Do you feel alienated?

This is a copy of an advertisement printed in yesterday’s Hull Daily Mail, paid for by the NHS.


IF YOU are somebody who regularly lights up a cigarette, you may feel   alienated.


It is habit that may cause you to be shunned or avoided by friends, family and colleagues and leave you feeling left-out. The smoking ban has made you change your ways, while everybody else has been unaffected and free to enjoy their social lives as before.


A new Government strategy called A Smokefree Future has been published and it could lead to a ban of cigarettes in vending machines and increase the number of smoke-free areas to include doorways, adding to your sense of  seclusion.


It is just the latest development in a long line of initiatives that make you feel like you are being harshly treated and that everybody is against you.


But there's one thing you must ask yourself: Are you really the victim? Consider  the issue from a non-smoker's point of view. When they enter a bar, restaurant or even a hospital, there may be a smoker standing in the doorway, meaning the non-smoker has to walk through a cloud of noxious smoke to enter.
And when you throw your your cigarette ends out of car window do you stop to consider pedestrians, cyclists or even a person in a convertible car?

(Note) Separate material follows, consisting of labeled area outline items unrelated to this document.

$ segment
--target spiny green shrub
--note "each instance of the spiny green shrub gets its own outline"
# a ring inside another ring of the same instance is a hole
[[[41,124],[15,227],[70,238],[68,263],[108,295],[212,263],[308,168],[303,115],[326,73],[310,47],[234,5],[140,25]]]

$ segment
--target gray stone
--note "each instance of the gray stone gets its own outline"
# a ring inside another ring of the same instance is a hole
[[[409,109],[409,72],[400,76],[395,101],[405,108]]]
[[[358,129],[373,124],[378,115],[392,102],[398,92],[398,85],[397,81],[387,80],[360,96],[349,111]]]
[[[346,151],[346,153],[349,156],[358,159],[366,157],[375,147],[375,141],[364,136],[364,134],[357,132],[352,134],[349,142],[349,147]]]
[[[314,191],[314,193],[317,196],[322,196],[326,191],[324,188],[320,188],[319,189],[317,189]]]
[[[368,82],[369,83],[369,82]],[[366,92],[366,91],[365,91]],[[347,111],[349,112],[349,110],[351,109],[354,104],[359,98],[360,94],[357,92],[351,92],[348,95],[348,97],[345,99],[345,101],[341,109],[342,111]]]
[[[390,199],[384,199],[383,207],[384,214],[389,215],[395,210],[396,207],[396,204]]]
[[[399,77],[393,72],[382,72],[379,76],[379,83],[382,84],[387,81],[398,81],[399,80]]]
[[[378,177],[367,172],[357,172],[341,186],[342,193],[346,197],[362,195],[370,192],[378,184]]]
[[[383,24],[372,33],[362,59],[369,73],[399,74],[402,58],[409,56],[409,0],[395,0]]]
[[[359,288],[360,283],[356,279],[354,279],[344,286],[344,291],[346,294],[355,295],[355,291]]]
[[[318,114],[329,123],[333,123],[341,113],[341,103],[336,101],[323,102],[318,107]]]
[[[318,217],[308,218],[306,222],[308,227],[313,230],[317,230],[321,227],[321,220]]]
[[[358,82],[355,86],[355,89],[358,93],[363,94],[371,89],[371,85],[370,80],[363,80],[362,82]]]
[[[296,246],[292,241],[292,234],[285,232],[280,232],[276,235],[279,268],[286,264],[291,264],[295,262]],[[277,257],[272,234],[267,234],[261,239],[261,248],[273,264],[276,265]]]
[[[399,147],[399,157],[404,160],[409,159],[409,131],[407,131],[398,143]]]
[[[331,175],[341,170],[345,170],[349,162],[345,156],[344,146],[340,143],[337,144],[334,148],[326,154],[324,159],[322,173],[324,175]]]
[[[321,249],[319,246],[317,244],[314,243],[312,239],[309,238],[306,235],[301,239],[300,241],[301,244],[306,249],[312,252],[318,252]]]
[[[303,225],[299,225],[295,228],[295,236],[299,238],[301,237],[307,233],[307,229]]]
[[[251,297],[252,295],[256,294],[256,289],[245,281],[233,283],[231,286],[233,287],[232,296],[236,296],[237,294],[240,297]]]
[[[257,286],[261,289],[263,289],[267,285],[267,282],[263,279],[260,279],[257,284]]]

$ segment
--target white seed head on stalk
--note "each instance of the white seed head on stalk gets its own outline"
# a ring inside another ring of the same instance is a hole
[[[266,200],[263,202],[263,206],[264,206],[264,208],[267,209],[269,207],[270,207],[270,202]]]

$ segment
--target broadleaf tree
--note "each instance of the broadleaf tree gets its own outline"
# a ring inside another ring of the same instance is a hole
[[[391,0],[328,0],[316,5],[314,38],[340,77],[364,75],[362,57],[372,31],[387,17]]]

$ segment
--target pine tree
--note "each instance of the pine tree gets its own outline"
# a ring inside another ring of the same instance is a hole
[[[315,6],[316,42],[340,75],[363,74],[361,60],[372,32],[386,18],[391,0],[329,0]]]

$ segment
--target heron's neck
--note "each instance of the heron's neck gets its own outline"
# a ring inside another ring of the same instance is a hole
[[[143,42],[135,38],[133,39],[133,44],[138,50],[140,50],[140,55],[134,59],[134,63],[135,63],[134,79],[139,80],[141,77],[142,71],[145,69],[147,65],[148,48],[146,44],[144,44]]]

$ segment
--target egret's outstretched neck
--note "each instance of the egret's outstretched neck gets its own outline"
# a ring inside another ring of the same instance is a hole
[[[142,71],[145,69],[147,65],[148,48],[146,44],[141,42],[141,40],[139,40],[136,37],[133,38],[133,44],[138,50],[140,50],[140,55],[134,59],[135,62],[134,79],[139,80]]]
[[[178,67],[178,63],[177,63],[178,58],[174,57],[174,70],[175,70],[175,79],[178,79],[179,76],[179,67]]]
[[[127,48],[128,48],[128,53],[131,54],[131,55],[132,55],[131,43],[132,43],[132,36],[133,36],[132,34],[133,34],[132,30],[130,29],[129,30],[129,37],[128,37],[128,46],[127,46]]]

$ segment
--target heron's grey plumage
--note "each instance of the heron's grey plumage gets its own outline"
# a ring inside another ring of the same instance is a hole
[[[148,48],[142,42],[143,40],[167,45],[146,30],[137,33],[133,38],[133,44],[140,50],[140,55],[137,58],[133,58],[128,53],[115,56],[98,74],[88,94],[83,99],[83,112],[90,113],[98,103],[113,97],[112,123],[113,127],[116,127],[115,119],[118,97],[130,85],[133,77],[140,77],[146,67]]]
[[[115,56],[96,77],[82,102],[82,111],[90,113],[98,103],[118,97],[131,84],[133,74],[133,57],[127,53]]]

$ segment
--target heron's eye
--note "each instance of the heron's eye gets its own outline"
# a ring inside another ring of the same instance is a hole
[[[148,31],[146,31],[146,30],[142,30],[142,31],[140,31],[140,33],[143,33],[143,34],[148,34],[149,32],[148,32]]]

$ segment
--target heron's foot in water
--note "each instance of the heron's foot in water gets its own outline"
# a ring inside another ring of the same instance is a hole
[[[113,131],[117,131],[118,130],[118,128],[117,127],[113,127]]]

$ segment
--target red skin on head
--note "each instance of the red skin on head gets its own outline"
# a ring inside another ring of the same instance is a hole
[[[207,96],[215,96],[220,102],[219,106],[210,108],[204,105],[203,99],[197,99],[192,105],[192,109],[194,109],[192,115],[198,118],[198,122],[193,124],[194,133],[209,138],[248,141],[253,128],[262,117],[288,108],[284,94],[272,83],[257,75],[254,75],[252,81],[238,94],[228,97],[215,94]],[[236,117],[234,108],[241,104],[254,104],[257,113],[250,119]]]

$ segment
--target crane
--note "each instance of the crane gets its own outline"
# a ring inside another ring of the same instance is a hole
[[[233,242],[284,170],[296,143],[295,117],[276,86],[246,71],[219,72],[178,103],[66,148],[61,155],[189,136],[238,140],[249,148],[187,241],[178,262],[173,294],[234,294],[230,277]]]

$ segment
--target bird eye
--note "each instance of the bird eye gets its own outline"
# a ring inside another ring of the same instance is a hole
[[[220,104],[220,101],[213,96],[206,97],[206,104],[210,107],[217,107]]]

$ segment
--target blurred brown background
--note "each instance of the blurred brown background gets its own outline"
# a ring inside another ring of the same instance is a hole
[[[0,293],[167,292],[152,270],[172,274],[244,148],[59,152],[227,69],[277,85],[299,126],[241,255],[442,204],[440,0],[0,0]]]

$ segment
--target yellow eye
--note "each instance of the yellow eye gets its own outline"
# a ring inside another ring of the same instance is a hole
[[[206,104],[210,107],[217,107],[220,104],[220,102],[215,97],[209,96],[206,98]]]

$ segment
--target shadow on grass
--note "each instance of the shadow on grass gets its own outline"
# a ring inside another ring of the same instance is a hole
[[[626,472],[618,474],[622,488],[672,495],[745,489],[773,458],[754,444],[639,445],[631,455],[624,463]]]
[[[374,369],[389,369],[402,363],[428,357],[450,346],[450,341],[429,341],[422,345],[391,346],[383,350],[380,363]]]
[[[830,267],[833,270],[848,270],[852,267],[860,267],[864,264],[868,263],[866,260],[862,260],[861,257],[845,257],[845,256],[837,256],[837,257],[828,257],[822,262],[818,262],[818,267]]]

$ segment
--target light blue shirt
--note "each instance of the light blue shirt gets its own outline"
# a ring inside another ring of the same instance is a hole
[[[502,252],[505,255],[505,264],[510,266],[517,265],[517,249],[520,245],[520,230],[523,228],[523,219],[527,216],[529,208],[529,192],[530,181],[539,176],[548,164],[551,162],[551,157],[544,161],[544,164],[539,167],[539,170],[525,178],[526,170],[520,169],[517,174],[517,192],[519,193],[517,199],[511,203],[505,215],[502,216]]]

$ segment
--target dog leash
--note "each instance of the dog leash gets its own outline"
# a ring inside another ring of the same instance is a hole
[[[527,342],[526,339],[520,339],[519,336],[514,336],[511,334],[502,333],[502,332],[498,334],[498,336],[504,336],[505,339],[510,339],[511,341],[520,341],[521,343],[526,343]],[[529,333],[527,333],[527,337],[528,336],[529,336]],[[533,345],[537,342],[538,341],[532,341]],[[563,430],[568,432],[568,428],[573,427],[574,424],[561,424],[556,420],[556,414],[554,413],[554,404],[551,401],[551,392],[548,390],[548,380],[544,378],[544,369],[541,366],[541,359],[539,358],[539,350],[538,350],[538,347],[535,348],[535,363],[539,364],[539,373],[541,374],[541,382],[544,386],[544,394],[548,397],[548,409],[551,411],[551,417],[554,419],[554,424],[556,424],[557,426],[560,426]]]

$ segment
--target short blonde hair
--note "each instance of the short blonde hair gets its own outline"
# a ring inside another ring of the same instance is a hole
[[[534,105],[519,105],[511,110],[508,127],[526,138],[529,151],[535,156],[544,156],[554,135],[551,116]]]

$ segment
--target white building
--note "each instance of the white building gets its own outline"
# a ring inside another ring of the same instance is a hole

Cigarette ends also litter the streets - about 40 per cent of litter is tobacco related - which doesn't give a good impression to visitors to the city and each cigarette butt takes about 12 years to decompose, so smoking is not environmentally-friendly either.


There is also the criminality issue that surrounds smoking. That cheap packet of fags you purchased illegally could be a part of a world-wide illicit cigarette trade that brings misery to people around the world. And the knock-on effect brings crime into Hull.


With two sides to every story, it is perhaps time to stop alienating yourself and  start to protect the people and city around you.


It’s not too late to act and switch sides. If you want to quit smoking, free support is available with your local NHS Stop Smoking Service.


Research shows people are four times more likely to quit smoking with support from the  service than willpower alone and it offers a method of quitting to suit you.

For more details, free phone 0800 915 5959; visit www.readytostop smoking.co.uk or text QUIT to 81800.

Smokers know smoking is bad for their health. They also know it is more addictive than heroin. Would heroin addicts be insulted in the same way? It will also not succeed in its aim of getting people to quit. If someone spoke to me like that, it would make me more likely to light-up a cigarette. Yet the NHS adopts this appalling Big Brother stance and wastes taxpayers’ cash in the process.